During the COVID-19 pandemic, SJC Brooklyn students Sophia George and Christopher Saad realized the importance of making sacrifices to help those around them.
They sacrificed in-person learning when the College temporarily switched to remote learning to abide by the state’s social distancing mandates to lessen the spread of the COVID-19 virus. They saw the sacrifices nurses and other essential workers made to protect the community. And George saw another incredible sacrifice first-hand when her aunt, who had severe aplastic anemia — a rare condition where the body doesn’t produce enough new blood cells — received a life-saving bone marrow transplant from a stranger.
George and Saad, both junior biology majors, were inspired by these sacrifices and wanted to join others in serving their community. This inspiration led them to found a new club on campus: Be the Match.
Be the Match is a student chapter of a national program of the same name, managed by the National Marrow Donor Program — the largest and most diverse bone marrow registry in the world.
“Unfortunately, people get diagnosed with blood diseases like leukemia and lymphoma everyday,” George said. “By becoming members of the Be The Match bone marrow donor registry, we can provide hope for a cure. Be the Match is more than a club, and it is more than the non-profit national organization it represents. Be the Match is an opportunity and a future.”

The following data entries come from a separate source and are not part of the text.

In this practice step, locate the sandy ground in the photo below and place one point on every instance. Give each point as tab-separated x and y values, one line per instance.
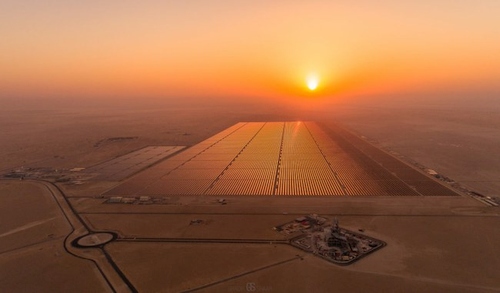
460	140
32	253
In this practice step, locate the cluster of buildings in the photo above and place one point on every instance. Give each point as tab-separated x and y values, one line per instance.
327	240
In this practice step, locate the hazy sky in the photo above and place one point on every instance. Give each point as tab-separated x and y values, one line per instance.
247	48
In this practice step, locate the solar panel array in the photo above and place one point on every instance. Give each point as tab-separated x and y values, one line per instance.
268	158
129	164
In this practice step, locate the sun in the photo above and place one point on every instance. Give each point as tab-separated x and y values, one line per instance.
312	82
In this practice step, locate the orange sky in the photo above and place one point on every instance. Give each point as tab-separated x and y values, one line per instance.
246	48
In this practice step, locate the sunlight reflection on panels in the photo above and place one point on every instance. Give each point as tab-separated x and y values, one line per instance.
242	187
193	174
309	187
282	158
310	174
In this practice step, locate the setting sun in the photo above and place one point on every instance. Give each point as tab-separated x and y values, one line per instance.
312	82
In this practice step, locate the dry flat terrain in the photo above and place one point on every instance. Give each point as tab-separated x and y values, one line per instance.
193	242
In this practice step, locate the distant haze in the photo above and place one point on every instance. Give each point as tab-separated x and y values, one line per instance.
241	49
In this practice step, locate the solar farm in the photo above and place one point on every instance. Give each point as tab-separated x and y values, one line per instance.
281	159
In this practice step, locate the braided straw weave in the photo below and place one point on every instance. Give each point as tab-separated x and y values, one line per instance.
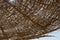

Starting a New Club on Campus
George and Saad agreed that one of the best things about the Be the Match club is the way it allows students to serve their community without a large time commitment. Students in the club join the bone marrow registry by using an at-home swab kit and mailing it in. Then, the registry contacts the donor to donate when it detects a match for a person in need of a bone marrow transplant.
George and Saad are registered donors, but have yet to be matched with a patient. Individuals who join the registry may match with a patient immediately, or it can take a decade, or not happen at all — it depends on patients matching to a donor on the list.
Earlier this year, the club hosted a campaign during Black History Month that focused on the disparities that exist for patients from African-American backgrounds. Patients are most likely to match with donors of the same ethnic background, according to the National Bone Marrow program. By campaigning for a diverse donor pool of registry members, George and Saad hope to change that statistic.
“What we do know is that chances of finding a match varies between ethnic backgrounds,” George explained, “which is why it is important for everyone to join the registry.”